According to the recent trending update, six of the world’s largest Central Banks have collaborated to deliberate on the potential cases for Central Bank Digital Currency (CBDC) in their jurisdictions.
The group of the Central Banks comprises the Bank of England, the Bank of Canada, the Bank of Japan, the European Central Bank, the Sveriges Riksbank, the Swiss National Bank, and the Bank for International Settlements (BIS).
These above-listed central banks will assess CBDC utilities in terms of economic, functional and technical design choices, coupled with cross-border interoperability, which will give room for exchange of knowledge about nascent technologies such as blockchain.

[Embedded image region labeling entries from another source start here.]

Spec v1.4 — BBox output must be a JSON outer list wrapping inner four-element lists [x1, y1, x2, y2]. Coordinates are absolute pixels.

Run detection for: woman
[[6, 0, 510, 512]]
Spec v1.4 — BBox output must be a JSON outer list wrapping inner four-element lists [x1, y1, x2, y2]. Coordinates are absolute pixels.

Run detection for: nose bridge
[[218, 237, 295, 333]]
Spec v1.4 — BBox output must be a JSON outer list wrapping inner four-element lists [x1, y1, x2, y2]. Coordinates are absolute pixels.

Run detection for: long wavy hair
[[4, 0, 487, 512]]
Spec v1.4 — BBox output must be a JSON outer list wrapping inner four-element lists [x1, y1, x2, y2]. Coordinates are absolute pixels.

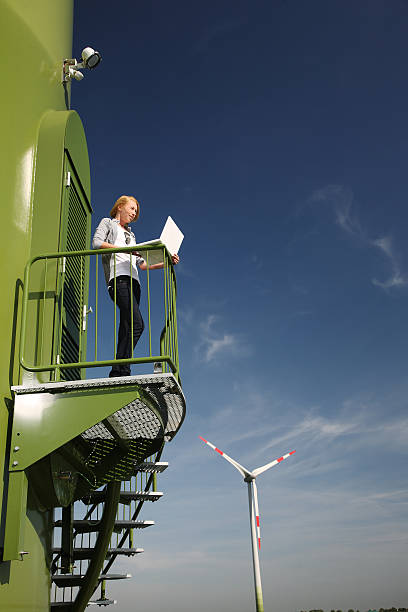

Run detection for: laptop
[[137, 217, 184, 263]]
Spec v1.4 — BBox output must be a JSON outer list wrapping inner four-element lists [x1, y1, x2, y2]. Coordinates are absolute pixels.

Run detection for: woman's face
[[119, 200, 137, 225]]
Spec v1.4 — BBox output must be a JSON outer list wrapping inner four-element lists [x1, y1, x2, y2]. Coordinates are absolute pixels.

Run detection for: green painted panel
[[10, 385, 162, 471]]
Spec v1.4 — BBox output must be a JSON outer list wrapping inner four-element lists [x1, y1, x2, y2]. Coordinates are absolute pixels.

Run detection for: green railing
[[20, 245, 179, 380]]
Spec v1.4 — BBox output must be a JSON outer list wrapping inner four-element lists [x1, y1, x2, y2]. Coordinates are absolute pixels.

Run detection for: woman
[[92, 196, 179, 377]]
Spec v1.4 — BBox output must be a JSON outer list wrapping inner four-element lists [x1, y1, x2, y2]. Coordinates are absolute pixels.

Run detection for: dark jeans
[[108, 276, 144, 376]]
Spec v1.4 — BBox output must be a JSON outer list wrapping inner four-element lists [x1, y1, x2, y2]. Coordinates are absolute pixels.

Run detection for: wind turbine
[[198, 436, 296, 612]]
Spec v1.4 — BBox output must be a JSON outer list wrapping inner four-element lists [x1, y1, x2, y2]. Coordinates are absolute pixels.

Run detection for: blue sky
[[72, 0, 408, 612]]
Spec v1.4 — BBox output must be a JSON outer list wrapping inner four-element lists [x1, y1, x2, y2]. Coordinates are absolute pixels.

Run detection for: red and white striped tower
[[199, 436, 296, 612]]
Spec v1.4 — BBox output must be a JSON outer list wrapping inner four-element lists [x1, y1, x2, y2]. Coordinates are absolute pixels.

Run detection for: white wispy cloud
[[196, 314, 248, 363], [371, 236, 408, 289], [309, 185, 408, 290]]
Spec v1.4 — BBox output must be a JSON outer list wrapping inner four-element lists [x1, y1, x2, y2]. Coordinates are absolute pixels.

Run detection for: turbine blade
[[198, 436, 253, 478], [252, 451, 296, 476], [252, 480, 261, 550]]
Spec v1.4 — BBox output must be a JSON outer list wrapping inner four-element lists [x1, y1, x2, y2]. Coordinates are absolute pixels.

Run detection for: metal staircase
[[51, 460, 168, 612]]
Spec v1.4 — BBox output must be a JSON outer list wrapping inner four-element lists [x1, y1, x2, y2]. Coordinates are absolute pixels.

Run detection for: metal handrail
[[20, 244, 179, 380]]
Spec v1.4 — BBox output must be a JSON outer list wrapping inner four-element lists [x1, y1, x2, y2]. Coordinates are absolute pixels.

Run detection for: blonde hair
[[110, 196, 140, 221]]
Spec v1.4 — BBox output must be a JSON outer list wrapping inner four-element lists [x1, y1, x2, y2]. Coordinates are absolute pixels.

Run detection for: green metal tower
[[0, 0, 185, 612]]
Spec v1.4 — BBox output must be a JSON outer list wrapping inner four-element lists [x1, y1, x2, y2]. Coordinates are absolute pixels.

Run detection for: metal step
[[52, 574, 132, 588], [52, 548, 144, 560], [82, 491, 163, 505], [54, 519, 154, 533], [135, 461, 169, 474], [51, 598, 117, 612]]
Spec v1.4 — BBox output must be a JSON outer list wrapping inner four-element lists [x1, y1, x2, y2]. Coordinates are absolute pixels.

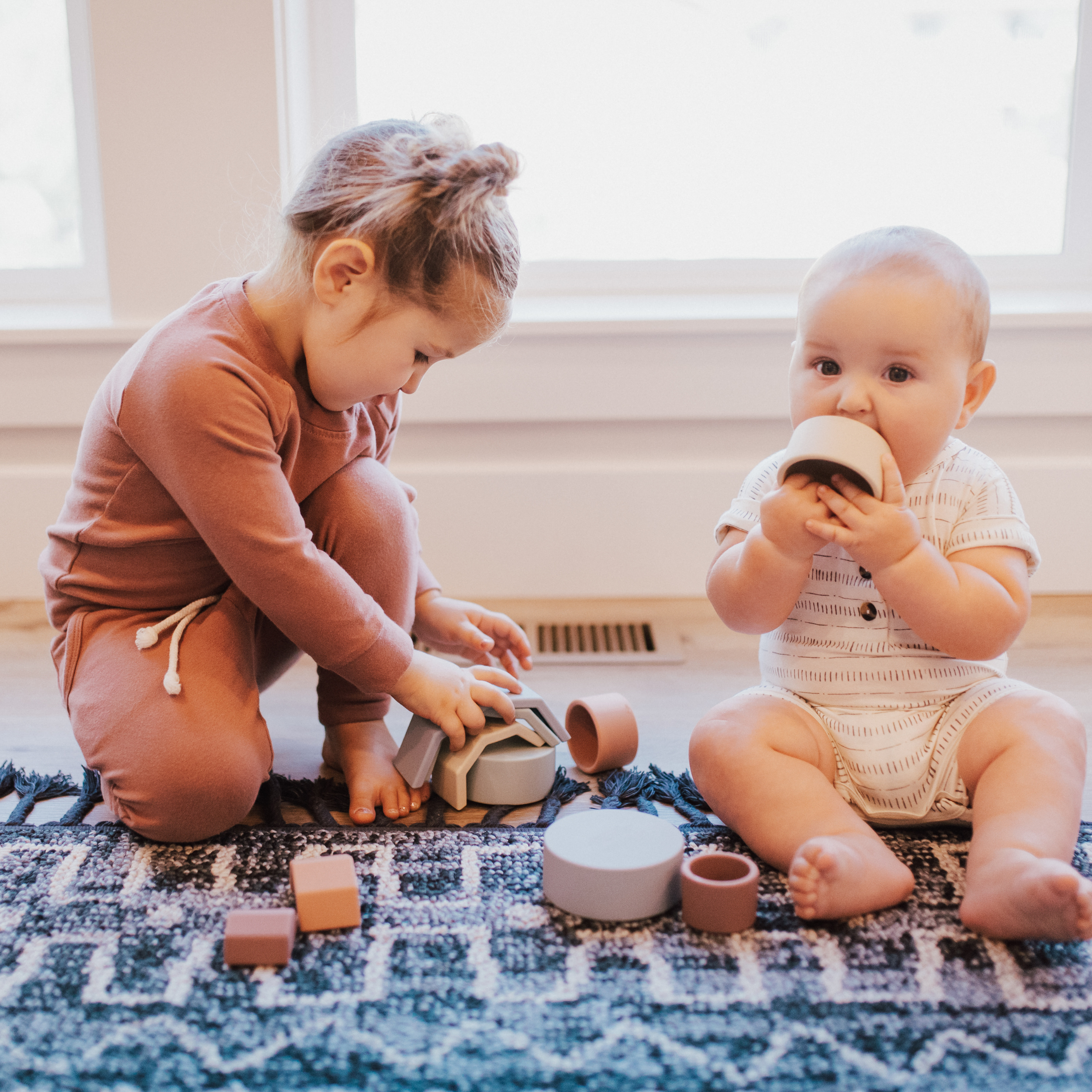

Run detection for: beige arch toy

The sudden emergence of private-sector digital currencies, such as Facebook’s Libra and the danger it has on global monetary policy and financial stability prompted this rare initiative.
According to the report, the group will accommodate senior representatives of the Financial Institutions involved and chaired by the head of the BIS Innovation Hub, Benoît Cœuré and the deputy governor of the Bank of England, Jon Cunliffe and chair of the Committee on Payments and Market Infrastructure.
Back in September 2019, former ECB board member Coeure described the emergence of the Facebook’s cryptocurrency Libra as a “wake up call” for Central Banks. He had since foreseen this developing initiative and advised the public authorities in its favor.
He said, “Much in this spirit, the ECB and the Bank of Japan have already joined forces to examine the possible use of distributed ledger technology in financial market infrastructures. The next natural step would be for global central banks to join forces and jointly investigate the feasibility of CBDCs based on common technical standards.”